Border Keeps Family Apart During Holidays

December 24, 2014 /

border

KARLA MARTINEZ/Coachella Unincorporated

While most students count down the days until winter break, I’ve come to dread the holiday season. That’s because I spend much of my vacation in the back seat of a car, traveling the 101 miles from Coachella, California to Mexicali, Baja California.

For the past three years, my mom, my sister, my brother and I have made the two-hour commute from our home in the eastern Coachella Valley to Mexico because of my stepfather’s legal status — he is unauthorized to be with us in the United States. Ever since my parents divorced eight years ago, it’s impossible for my siblings and I to ever celebrate Christmas in one place.

The craziness starts before Christmas, when my dad takes my siblings and I with him to our grandmother’s house in Coachella. We get to stay with my grandma and my dad until Christmas day. Then on Christmas Day, my dad drives my siblings and I to Calexico, where my mother is already waiting for us (my mother leaves for Mexicali much sooner than my siblings and I do). My mother then drives my siblings and I across the border to Mexicali where we stay until January 8. Then, my mom, my siblings and I pile back into the care to make the two-hour trip from Mexico back to Coachella.

Christmas is supposed to be a time when families get together, but our family has been spread out across two countries for the past three years. My sister and I talk about how we miss eating tamales together as a family, and we miss opening presents in only one home.

Over the years, my grandmother has grown tired of us being separated. She tells me her house feels empty when my siblings and I aren’t there. She said she hates that we have to be scattered during the holidays. For New Year’s Eve, my siblings and I have to call my grandmother since we cannot be with her in person.

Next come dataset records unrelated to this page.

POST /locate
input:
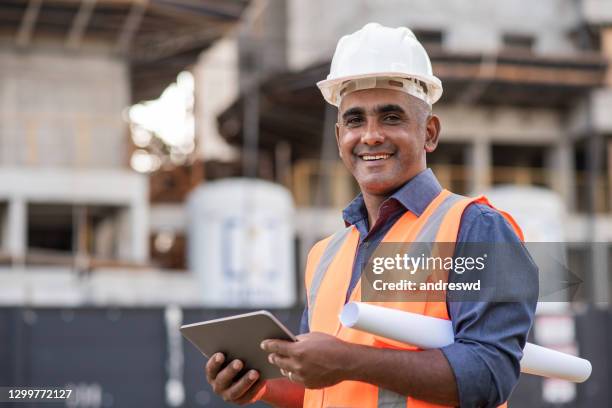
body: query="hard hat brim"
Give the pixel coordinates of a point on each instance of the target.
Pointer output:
(329, 86)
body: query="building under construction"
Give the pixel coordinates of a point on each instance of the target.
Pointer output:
(527, 96)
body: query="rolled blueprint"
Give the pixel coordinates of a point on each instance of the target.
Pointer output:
(429, 332)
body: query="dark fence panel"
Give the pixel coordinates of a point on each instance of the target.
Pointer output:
(118, 357)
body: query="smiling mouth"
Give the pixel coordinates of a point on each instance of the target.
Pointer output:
(375, 157)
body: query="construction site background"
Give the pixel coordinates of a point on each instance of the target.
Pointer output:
(115, 113)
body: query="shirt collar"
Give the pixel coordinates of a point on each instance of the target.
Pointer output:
(414, 196)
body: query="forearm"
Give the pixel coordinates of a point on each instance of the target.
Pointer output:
(282, 393)
(424, 375)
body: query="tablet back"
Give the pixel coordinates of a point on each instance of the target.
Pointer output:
(239, 337)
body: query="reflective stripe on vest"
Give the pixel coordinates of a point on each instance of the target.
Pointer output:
(427, 234)
(330, 252)
(386, 398)
(390, 399)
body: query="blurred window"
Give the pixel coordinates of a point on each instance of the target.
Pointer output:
(518, 42)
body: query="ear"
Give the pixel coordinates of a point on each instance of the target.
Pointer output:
(337, 129)
(432, 133)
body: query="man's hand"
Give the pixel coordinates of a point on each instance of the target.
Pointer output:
(224, 382)
(316, 360)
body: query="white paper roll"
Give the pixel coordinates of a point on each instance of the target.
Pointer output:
(429, 332)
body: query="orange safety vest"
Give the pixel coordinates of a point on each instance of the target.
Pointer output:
(328, 273)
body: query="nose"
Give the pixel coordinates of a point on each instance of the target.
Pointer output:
(372, 135)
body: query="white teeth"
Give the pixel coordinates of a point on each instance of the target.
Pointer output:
(376, 157)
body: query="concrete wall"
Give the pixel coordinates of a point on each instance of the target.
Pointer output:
(60, 109)
(477, 25)
(216, 76)
(123, 188)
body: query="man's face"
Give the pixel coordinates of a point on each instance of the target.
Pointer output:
(383, 136)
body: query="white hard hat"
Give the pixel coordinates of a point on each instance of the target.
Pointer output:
(380, 57)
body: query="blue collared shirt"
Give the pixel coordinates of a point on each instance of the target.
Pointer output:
(489, 337)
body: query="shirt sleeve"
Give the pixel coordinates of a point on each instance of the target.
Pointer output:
(490, 335)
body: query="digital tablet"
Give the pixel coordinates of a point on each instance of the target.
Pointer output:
(239, 337)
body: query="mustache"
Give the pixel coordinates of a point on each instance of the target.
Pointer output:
(378, 150)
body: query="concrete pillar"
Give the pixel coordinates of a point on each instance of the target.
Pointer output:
(479, 160)
(561, 172)
(17, 229)
(140, 232)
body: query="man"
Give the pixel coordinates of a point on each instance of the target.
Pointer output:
(382, 83)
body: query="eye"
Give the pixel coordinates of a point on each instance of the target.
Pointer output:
(354, 121)
(392, 118)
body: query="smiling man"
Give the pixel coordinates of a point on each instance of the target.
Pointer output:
(382, 83)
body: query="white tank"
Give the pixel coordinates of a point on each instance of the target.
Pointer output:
(241, 243)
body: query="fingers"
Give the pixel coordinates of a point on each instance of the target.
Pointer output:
(284, 363)
(213, 366)
(225, 383)
(244, 389)
(225, 377)
(277, 346)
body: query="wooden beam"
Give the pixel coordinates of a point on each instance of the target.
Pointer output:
(79, 24)
(174, 44)
(26, 28)
(131, 25)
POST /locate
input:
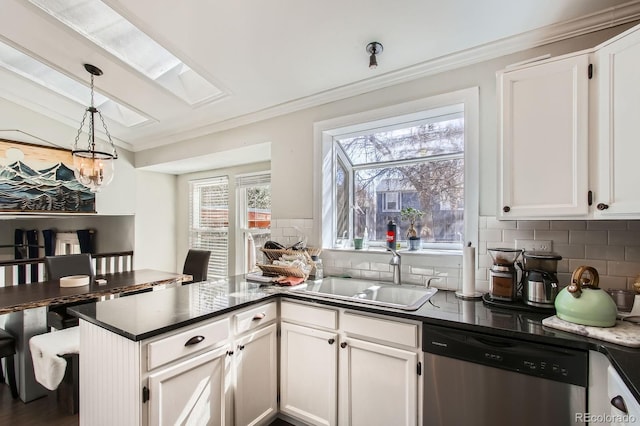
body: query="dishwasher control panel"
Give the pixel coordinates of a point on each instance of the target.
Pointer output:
(540, 360)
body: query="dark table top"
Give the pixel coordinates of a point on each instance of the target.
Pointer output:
(149, 314)
(26, 296)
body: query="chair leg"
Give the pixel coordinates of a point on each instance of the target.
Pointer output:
(11, 376)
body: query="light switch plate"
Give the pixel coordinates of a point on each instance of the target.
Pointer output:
(534, 245)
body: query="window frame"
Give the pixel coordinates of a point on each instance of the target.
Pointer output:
(325, 152)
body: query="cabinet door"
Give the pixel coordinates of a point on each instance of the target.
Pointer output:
(256, 365)
(618, 151)
(625, 409)
(191, 392)
(309, 374)
(544, 139)
(378, 384)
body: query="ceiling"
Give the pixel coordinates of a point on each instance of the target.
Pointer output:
(267, 57)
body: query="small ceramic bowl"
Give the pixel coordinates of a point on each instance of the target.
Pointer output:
(624, 299)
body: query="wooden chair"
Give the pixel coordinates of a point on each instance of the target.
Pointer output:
(7, 351)
(196, 264)
(61, 266)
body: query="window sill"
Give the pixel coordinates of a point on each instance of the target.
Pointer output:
(402, 251)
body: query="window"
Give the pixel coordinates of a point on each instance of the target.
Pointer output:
(209, 221)
(254, 208)
(415, 155)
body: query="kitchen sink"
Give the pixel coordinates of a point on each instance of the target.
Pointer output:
(406, 297)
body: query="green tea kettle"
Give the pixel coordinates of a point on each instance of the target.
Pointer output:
(583, 302)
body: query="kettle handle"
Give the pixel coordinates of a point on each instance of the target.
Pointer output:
(575, 288)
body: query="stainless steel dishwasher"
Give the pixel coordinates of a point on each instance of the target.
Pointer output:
(476, 379)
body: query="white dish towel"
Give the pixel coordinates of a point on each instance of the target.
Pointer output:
(48, 366)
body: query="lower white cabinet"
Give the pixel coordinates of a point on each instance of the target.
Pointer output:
(309, 374)
(345, 368)
(191, 392)
(625, 409)
(255, 360)
(378, 384)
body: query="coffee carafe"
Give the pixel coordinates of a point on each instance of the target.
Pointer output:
(539, 279)
(503, 275)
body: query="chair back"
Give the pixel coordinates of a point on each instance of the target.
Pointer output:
(196, 264)
(69, 264)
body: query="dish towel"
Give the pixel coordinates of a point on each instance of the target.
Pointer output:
(48, 366)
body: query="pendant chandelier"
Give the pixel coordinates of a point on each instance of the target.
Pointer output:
(94, 162)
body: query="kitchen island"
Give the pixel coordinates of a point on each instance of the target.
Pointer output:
(137, 321)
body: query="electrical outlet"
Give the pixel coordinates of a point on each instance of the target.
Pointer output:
(534, 245)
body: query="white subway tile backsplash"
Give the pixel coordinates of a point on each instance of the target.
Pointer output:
(600, 265)
(573, 251)
(623, 269)
(627, 238)
(632, 254)
(612, 247)
(533, 224)
(607, 225)
(588, 237)
(511, 235)
(568, 225)
(559, 237)
(604, 252)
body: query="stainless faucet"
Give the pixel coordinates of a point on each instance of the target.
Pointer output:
(395, 263)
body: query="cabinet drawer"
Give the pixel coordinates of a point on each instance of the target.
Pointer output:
(186, 342)
(310, 315)
(376, 328)
(255, 317)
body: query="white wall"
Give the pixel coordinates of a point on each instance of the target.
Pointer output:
(155, 222)
(291, 135)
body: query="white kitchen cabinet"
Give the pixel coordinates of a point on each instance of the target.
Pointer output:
(378, 384)
(350, 368)
(309, 374)
(617, 67)
(544, 119)
(256, 367)
(380, 373)
(625, 409)
(191, 392)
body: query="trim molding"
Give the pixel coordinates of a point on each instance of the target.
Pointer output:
(607, 18)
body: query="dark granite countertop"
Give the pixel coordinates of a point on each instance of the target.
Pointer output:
(149, 314)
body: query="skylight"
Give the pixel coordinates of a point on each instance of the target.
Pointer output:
(105, 27)
(31, 69)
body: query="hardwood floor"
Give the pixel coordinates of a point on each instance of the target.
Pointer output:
(41, 411)
(45, 411)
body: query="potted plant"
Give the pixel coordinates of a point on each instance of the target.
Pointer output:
(411, 215)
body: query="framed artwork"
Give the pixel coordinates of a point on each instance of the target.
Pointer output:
(35, 178)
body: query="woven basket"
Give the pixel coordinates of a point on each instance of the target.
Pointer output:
(275, 254)
(274, 270)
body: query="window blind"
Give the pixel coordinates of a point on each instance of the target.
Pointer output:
(209, 221)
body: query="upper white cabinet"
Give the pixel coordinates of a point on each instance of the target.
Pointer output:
(617, 67)
(544, 138)
(568, 145)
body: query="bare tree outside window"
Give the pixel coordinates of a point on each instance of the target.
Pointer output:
(420, 166)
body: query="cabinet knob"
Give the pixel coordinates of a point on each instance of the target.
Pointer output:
(194, 340)
(618, 402)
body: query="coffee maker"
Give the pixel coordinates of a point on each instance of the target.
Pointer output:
(539, 279)
(503, 275)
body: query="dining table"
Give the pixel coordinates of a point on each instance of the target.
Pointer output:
(26, 305)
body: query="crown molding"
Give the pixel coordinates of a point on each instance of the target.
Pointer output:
(607, 18)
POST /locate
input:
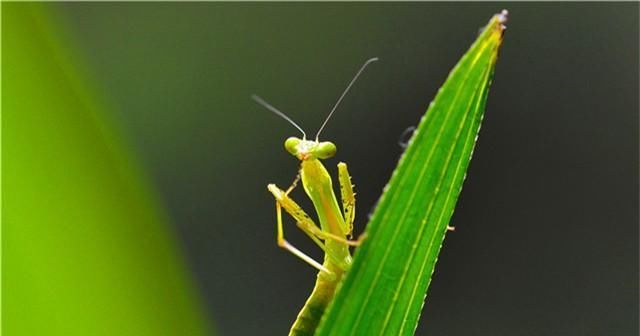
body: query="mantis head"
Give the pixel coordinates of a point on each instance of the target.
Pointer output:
(309, 150)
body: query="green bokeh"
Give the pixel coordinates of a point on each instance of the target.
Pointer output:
(86, 249)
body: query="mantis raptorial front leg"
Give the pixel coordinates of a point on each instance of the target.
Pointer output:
(306, 224)
(348, 197)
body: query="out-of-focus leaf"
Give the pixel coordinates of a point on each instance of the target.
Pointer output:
(85, 248)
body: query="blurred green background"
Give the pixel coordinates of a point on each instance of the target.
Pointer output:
(135, 165)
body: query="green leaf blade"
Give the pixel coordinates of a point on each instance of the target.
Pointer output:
(384, 291)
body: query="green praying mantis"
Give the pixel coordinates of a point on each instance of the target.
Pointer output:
(334, 234)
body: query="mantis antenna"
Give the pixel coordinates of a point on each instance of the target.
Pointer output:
(371, 60)
(277, 112)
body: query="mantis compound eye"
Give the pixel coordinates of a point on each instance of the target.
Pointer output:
(291, 145)
(326, 150)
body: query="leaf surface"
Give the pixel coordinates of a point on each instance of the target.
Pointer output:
(384, 291)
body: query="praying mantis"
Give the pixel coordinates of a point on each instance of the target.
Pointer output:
(336, 225)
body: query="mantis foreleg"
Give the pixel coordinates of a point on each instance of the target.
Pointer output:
(348, 197)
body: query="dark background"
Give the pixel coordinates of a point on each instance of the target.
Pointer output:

My stepfather’s legal status doesn’t just affect our family during the holiday season. We’ve spent close to $10,000 since 2011 to support his legal process, and this year we sent in his

final fee waiver. Because my stepfather has a clean record, it’s frustrating that his case is still not resolved.

Every year, my mother tells us that someday our family will be together again. She said our first Christmas when my stepfather is back home will be filled with decorations and our own Christmas tree, and the whole family will finally be together in one place.

My siblings and I dream that day when the chaotic traveling will come to an end. But until then, we will keep traveling the 101 miles from Coachella to Mexicali.